No Brasil, diversos conflitos batem às portas do Poder Judiciário, alguns deles, passando antes até pelas autoridades policiais. Condenações ao pagamento de compensações são comuns. Porém, o que se vê é um persistente aumento dos conflitos, reverberando não só nas Cortes, mas também no legislativo, que, por sua vez, busca normativos para trilhar a harmonia na sociedade.

A legislação brasileira sobre barulho é vasta, heterogênea e esparsa. Cotidianamente normas são criadas por todos os entes da Federação, citando-se, como exemplos, o Decreto n. 33.868/2012, que regulamenta a Lei Distrital n. 4.092/2008, o Decreto n. 11.467/1974, que regulamenta a Lei n. 8.106/1974 de São Paulo, Lei n. 9.505/20, do município de Belo Horizonte, Lei de Contravenções Penais (artigos 42 ou 65) e Lei de Crimes Ambientais (art. 54), sem contar a previsão do Código Civil que autoriza os condomínios a editar regras próprias quanto ao silêncio.

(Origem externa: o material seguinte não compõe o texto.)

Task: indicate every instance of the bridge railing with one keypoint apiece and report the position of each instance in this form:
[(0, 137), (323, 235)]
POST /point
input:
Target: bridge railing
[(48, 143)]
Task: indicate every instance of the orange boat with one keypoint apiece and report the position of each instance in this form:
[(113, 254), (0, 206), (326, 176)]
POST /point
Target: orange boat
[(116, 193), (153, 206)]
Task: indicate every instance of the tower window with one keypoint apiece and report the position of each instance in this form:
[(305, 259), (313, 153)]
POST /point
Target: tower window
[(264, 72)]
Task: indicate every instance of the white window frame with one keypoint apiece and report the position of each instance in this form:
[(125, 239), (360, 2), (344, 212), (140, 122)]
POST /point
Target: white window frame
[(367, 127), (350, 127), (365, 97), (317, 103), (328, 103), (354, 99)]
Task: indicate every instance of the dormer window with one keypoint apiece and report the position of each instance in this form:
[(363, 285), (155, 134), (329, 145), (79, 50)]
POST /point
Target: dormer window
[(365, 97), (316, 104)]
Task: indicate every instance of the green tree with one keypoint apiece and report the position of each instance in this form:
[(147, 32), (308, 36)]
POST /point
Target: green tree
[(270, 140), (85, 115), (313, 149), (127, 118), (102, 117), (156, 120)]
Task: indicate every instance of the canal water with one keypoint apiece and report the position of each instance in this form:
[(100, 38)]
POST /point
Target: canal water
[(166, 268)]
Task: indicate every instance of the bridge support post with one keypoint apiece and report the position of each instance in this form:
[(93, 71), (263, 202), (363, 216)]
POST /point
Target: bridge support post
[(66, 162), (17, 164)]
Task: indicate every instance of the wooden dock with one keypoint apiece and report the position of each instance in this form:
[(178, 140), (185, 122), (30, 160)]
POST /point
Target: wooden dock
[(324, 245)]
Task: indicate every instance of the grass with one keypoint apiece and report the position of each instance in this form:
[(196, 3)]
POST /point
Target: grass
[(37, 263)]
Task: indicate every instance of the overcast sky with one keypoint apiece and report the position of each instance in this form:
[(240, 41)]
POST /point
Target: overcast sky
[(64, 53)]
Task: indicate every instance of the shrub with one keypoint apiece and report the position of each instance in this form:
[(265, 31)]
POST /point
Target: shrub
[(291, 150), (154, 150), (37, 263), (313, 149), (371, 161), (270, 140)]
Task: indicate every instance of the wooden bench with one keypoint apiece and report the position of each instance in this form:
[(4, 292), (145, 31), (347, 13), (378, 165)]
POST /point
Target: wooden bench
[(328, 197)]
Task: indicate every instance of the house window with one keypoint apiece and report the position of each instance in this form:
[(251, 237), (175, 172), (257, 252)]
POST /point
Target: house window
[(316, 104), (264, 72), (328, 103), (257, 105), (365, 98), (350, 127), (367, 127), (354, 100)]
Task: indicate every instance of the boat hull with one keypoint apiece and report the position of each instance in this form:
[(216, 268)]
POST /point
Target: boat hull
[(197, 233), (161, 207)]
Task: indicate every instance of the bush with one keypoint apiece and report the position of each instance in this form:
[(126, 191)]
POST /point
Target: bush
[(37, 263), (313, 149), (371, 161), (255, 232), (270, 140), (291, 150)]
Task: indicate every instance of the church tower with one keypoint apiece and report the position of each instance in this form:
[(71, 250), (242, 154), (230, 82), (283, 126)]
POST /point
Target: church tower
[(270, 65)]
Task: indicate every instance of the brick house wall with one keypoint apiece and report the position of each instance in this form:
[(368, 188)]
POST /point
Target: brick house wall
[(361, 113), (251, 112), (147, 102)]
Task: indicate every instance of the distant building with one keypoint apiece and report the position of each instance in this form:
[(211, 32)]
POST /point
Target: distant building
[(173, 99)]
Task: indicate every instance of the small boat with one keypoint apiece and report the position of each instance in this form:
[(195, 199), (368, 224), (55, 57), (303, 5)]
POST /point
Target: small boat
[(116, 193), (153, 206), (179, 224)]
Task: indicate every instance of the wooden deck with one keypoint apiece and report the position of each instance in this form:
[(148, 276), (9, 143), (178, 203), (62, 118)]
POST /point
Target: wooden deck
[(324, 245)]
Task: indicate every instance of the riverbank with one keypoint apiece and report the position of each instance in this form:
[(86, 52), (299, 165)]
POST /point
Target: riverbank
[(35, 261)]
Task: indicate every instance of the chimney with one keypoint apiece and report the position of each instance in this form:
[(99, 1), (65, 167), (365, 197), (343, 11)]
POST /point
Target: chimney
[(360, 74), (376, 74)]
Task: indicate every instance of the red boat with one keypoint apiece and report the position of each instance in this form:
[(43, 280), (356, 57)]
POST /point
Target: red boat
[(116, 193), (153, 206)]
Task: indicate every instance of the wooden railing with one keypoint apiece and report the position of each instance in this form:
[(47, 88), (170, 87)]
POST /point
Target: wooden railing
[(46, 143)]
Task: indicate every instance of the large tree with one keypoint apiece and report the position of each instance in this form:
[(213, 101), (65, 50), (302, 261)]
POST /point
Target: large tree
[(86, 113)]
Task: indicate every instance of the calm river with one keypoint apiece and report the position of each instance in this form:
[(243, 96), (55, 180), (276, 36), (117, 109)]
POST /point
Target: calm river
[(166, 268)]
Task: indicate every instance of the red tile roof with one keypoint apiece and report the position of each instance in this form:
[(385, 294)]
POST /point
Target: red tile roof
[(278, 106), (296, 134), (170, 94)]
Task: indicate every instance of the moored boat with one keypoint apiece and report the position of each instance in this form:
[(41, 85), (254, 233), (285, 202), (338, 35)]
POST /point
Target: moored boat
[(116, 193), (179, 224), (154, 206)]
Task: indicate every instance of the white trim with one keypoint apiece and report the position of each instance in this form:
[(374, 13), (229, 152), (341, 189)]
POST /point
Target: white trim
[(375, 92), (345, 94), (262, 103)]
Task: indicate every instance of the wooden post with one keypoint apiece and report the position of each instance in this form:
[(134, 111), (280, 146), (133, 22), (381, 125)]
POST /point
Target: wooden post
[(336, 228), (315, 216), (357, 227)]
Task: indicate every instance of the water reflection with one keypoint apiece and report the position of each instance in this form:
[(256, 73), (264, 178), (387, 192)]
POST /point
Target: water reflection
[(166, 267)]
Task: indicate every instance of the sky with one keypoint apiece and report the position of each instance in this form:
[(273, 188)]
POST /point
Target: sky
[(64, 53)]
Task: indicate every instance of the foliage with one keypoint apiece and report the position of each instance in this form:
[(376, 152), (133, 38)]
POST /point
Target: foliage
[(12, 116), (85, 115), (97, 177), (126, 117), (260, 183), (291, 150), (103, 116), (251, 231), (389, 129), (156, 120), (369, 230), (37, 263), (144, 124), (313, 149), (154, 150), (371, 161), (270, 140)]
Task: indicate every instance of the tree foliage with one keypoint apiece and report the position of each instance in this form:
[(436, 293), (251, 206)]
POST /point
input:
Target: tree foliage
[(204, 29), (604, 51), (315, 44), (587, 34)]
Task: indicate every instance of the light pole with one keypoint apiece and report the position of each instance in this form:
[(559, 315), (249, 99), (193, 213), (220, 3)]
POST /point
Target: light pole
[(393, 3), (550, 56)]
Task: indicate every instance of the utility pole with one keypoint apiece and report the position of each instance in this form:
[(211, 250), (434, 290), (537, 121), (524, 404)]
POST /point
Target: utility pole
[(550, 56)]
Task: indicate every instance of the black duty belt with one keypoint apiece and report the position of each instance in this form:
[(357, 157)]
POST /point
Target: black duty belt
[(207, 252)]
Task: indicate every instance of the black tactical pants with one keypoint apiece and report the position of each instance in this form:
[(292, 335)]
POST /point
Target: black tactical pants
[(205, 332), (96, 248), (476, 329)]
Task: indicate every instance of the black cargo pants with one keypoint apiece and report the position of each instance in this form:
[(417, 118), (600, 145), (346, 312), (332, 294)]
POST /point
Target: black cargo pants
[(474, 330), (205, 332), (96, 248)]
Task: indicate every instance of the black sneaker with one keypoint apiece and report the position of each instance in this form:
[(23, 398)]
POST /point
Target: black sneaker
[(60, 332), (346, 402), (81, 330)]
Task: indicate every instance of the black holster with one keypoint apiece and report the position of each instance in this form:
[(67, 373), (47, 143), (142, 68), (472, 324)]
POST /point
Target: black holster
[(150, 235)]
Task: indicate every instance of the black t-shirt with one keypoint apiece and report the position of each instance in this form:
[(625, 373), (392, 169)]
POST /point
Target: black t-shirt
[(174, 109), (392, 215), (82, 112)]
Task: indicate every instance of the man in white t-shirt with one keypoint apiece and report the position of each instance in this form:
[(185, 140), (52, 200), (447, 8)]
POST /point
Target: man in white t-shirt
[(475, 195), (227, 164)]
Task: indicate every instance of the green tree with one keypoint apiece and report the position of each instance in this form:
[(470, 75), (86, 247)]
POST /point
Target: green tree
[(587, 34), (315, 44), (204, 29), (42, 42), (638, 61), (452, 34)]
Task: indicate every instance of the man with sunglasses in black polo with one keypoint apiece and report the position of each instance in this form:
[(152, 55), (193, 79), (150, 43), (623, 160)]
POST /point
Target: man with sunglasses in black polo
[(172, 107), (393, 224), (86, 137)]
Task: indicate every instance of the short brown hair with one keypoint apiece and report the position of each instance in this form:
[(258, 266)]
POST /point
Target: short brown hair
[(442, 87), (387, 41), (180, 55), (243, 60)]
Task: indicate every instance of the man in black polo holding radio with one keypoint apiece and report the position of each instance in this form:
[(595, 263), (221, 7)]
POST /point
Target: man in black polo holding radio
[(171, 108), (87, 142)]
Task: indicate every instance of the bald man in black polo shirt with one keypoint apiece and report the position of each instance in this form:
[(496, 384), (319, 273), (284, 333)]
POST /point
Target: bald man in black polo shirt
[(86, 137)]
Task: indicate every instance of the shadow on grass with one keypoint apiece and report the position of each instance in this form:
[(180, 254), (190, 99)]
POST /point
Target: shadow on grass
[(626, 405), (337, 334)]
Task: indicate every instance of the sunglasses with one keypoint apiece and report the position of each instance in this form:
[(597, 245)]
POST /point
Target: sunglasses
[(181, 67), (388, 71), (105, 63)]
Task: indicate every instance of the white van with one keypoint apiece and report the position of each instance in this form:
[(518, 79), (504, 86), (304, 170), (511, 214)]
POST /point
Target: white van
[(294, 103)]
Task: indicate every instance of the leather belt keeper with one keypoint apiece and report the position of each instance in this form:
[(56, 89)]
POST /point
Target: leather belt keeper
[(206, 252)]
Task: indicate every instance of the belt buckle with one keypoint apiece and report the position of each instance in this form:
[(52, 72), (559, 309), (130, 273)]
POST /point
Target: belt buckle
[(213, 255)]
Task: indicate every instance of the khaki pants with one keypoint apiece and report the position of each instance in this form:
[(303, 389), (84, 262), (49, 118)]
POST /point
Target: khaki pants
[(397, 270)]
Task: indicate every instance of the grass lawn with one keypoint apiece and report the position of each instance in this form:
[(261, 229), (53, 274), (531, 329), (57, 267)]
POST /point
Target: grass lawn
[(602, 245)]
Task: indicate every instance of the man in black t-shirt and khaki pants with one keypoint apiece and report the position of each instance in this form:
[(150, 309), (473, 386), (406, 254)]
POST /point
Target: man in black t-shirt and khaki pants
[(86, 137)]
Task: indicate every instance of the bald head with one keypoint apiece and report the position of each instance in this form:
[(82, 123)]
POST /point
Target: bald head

É vigorosa a busca de resposta mediante o exercício constante do poder legiferante, no entanto quanto maior se torna o arcabouço legal para regular o barulho também se avolumam dúvidas na aplicação da Lei. Por exemplo, as normas distritais acima citadas não especificam o que são fontes sonoras de atividade contínua e descontínua, diferente das legislações mineira e paulista, que chegam a tratar do tema, mas de forma diversa, dificultando o próprio cumprimento da Lei. Outros problemas recorrentes na legislação estão na forma como se aferirá o barulho; se policiais podem a interromper o barulho sem nenhuma medição sonora comprobatória de poluição; quem tem a legitimidade para promover a fiscalização; se deve haver livre acesso às dependências onde estiverem instaladas as fontes emissoras.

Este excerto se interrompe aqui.